Misschien is dit wat overigens: http://www.nedlinux.nl/modules/shop/index.php?did=16

----------

## Portaged

Nee, ze lijken er inderdaad niet op. Maar ik zal zelf ook niet graag een enorme tux op m'n kamer hebben staan. Zo'n fan ben ik nou ook weer niet...

----------

## jurp5

Ik wel  :Very Happy: 

maar ze zijn meestal wel duur  :Sad: 

----------

## Allochtoon

Heb er eentje van 15 cm. Wil wel een keer een grote tuxpoef maken want ik ga echt niet meer dan 30 euro besteden aan zo'n beest. Zag op een van die sites die grootste tux voor 145 euro, komop zeg.

----------

## koenderoo

Ja hoor eens: wie iets speciaals wil hebben zal er voor moeten betalen. Dat is nou eenmaal de marktwerking. Die tuxjes worden echt niet door die Chineze naaistertjes in elkaar gezet. Dat is goed betaald Europees handwerk en ja, dan betaal je wat meer. 

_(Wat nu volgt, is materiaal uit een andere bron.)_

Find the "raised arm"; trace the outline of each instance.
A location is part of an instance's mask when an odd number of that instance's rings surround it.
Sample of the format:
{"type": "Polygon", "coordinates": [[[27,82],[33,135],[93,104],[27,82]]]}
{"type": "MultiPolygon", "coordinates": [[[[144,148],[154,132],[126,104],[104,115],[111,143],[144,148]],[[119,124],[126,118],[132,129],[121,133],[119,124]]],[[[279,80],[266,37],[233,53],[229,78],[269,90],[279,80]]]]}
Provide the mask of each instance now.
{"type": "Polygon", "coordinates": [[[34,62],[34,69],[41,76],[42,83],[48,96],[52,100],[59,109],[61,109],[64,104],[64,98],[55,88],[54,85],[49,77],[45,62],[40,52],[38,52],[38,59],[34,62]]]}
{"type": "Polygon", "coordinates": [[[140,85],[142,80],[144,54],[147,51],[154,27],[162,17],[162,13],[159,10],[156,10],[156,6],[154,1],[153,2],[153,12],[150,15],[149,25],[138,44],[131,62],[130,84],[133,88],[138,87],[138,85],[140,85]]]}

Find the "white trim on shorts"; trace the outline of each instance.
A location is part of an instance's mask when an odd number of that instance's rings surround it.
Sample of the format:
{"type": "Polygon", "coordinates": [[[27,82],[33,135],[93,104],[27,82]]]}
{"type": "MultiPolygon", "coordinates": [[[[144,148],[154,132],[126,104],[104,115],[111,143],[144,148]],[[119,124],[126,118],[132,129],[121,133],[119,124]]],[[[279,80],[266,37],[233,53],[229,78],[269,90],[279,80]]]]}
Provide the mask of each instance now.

Hoelang dacht je er zelf mee bezig te zijn om zo'n poef in elkaar te zetten? Zet dat maar eens af tegen wat je baas voor je kwijt is per uur. Ik denk dat je nog veel duurder uit bent.

Oh, voor ik het vergeet: ik heb nog aandelen in een keten van naaicentra in Amsterdam. Iemand belang bij?   :Very Happy: 

----------

## Allochtoon

 *koenderoo wrote:*   

> Ja hoor eens: wie iets speciaals wil hebben zal er voor moeten betalen. Dat is nou eenmaal de marktwerking. Die tuxjes worden echt niet door die Chineze naaistertjes in elkaar gezet. Dat is goed betaald Europees handwerk en ja, dan betaal je wat meer. 
> 
> Hoelang dacht je er zelf mee bezig te zijn om zo'n poef in elkaar te zetten? Zet dat maar eens af tegen wat je baas voor je kwijt is per uur. Ik denk dat je nog veel duurder uit bent.
> 
> Oh, voor ik het vergeet: ik heb nog aandelen in een keten van naaicentra in Amsterdam. Iemand belang bij?  

 

Ben nog student dus ik heb er wel een volle zondag voor over  :Very Happy:  . Daarnaast kan ik mijn oude als vulling gebruiken.

----------

## koenderoo

Als je Tux klaar is wil hem wel eens zien en als je denkt onder de 30 Euries te kunnen blijven ben ik ook wel in een geinteresseerd.    :Laughing: 

----------